# Make the loneliness stop?



## TemperToo (Apr 23, 2011)

It's only been a week of physical separation. We are fully moved (in a nutshell: 12 year marriage, 4 kids, a ton of critters moved 6 hours away when I drew a line in the sand about his abuse and instead of deciding we were worth changing for, he basically told us not to let the door his our @sses on the way out.)

I've been good at keeping no contact. But its hard. Of course he hasn't even attempted. No phone calls, e-mails, texts, nothing.

I've moved in with my BF in the entire world, and for that I am so thankful. But I'm afraid I'm bringing her down. (She went through something similar last year.)

My kids went to stay with my mom for a couple weeks, and I suppose that's why I'm feeling so DAYUM LONELY!!!! 

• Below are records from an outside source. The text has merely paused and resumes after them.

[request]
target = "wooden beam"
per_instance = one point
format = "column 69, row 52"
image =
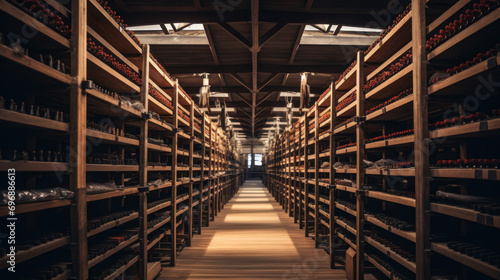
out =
column 260, row 111
column 264, row 99
column 267, row 81
column 240, row 89
column 359, row 19
column 197, row 5
column 297, row 44
column 285, row 79
column 421, row 146
column 337, row 30
column 244, row 100
column 240, row 80
column 235, row 34
column 263, row 68
column 211, row 43
column 143, row 169
column 78, row 141
column 360, row 172
column 164, row 28
column 271, row 33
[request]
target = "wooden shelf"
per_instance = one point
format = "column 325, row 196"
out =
column 393, row 41
column 124, row 192
column 408, row 172
column 392, row 86
column 112, row 139
column 122, row 269
column 346, row 240
column 32, row 121
column 34, row 166
column 159, row 148
column 456, row 83
column 24, row 255
column 113, row 224
column 395, row 111
column 391, row 254
column 159, row 225
column 345, row 226
column 104, row 75
column 40, row 69
column 466, row 214
column 348, row 81
column 111, row 106
column 25, row 19
column 104, row 24
column 156, row 240
column 391, row 198
column 410, row 235
column 35, row 206
column 111, row 168
column 159, row 108
column 470, row 129
column 345, row 209
column 381, row 268
column 473, row 263
column 467, row 173
column 466, row 39
column 391, row 142
column 346, row 189
column 111, row 252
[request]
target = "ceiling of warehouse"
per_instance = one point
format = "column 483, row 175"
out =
column 254, row 50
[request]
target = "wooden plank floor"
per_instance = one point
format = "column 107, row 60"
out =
column 252, row 238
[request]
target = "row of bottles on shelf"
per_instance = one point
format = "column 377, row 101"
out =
column 478, row 58
column 107, row 126
column 34, row 110
column 113, row 158
column 477, row 9
column 118, row 20
column 100, row 52
column 39, row 155
column 450, row 195
column 53, row 60
column 46, row 14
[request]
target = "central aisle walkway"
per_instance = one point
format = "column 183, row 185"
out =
column 252, row 238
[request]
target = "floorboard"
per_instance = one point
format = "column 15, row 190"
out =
column 252, row 238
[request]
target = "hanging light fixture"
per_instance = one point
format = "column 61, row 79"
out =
column 204, row 91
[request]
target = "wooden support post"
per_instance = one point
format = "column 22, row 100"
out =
column 202, row 182
column 333, row 123
column 301, row 182
column 143, row 169
column 360, row 174
column 78, row 140
column 316, row 175
column 421, row 154
column 289, row 174
column 296, row 202
column 214, row 170
column 209, row 201
column 191, row 162
column 306, row 167
column 173, row 223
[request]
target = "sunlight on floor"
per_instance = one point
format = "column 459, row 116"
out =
column 252, row 206
column 252, row 242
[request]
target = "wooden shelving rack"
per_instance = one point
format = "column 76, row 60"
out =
column 178, row 183
column 317, row 168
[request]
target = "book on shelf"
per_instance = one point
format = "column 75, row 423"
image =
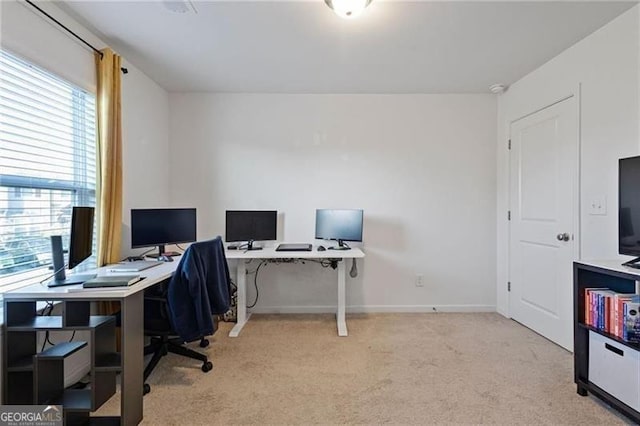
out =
column 613, row 312
column 111, row 281
column 631, row 330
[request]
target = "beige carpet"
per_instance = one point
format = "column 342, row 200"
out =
column 393, row 368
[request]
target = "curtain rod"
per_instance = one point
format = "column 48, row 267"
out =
column 124, row 70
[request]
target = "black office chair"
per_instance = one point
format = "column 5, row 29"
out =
column 170, row 319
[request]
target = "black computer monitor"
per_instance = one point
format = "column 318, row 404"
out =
column 80, row 248
column 339, row 224
column 250, row 226
column 159, row 227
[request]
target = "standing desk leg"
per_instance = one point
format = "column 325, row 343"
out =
column 241, row 282
column 342, row 295
column 131, row 378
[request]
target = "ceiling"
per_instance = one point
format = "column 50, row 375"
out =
column 303, row 47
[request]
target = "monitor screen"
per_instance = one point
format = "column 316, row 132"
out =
column 157, row 227
column 251, row 225
column 81, row 237
column 629, row 206
column 341, row 225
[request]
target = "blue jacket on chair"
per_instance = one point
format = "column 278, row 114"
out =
column 199, row 289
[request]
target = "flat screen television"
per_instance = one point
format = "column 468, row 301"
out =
column 629, row 208
column 159, row 227
column 340, row 225
column 250, row 226
column 80, row 248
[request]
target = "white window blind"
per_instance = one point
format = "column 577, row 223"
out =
column 47, row 164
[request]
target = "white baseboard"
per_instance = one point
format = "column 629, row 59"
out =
column 373, row 309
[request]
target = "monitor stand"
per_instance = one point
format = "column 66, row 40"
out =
column 71, row 280
column 162, row 252
column 633, row 263
column 60, row 277
column 341, row 246
column 251, row 247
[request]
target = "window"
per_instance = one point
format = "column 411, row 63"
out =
column 47, row 165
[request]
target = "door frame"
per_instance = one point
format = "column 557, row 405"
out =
column 577, row 225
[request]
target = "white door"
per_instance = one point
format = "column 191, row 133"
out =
column 543, row 226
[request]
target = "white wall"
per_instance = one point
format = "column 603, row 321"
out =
column 145, row 140
column 421, row 166
column 603, row 70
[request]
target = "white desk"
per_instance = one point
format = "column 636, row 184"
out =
column 271, row 253
column 132, row 307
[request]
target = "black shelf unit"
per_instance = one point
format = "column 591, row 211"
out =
column 32, row 377
column 593, row 276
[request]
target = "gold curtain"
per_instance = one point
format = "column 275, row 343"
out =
column 109, row 157
column 109, row 166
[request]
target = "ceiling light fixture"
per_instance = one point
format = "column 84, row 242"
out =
column 348, row 9
column 179, row 6
column 497, row 88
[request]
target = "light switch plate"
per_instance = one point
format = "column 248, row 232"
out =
column 598, row 205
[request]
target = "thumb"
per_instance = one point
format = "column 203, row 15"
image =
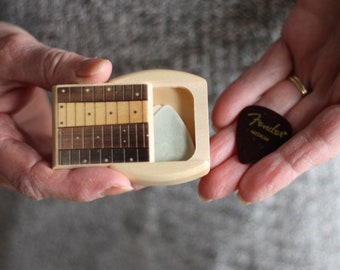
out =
column 316, row 144
column 26, row 60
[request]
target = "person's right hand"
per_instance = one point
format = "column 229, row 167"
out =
column 27, row 67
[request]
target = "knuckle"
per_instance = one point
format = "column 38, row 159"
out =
column 26, row 187
column 11, row 46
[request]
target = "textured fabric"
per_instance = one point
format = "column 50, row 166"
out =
column 170, row 227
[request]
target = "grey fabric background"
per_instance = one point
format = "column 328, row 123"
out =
column 170, row 227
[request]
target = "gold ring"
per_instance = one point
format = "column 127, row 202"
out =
column 299, row 85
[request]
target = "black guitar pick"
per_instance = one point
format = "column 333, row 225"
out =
column 259, row 132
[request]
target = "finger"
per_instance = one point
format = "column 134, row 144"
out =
column 272, row 68
column 225, row 167
column 314, row 145
column 222, row 180
column 26, row 60
column 23, row 168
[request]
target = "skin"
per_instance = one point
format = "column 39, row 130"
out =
column 309, row 48
column 27, row 67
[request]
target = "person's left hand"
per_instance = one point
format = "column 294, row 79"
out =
column 27, row 67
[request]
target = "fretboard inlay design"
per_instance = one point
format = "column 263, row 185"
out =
column 102, row 124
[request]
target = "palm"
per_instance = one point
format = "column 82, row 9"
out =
column 309, row 48
column 25, row 120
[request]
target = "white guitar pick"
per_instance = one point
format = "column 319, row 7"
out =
column 172, row 139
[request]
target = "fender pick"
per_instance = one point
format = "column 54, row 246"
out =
column 259, row 132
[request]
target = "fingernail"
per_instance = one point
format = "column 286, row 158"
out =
column 205, row 199
column 215, row 129
column 242, row 200
column 116, row 190
column 91, row 67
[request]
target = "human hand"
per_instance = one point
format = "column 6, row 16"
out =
column 308, row 47
column 27, row 67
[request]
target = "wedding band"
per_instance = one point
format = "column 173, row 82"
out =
column 299, row 85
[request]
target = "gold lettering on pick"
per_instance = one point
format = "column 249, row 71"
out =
column 273, row 130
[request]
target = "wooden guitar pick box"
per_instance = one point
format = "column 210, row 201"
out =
column 112, row 125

I stay busy taking care of the umteen thousand critters and cleaning the house, but I swear I just feel like an empty shell. 

When does the loneliness end? I feel so flipping damaged that I will never be the same again. I'm not myself, I hate these feelings. I'm usually an optimistic, genuinely happy person. I'm scared that I've fallen into a depression and won't be able to recover. I'm afraid I will never feel like me again....


----------



## hesnothappy (Mar 5, 2011)

Don't do it! This is temporary. You will feel good again. You have to maintain for your children and th critters LOLOL they need you. Men don't define us, they should enhance us...and vis versa. Believe me the pain does get easier and you just move to a different space. Best wishes.


----------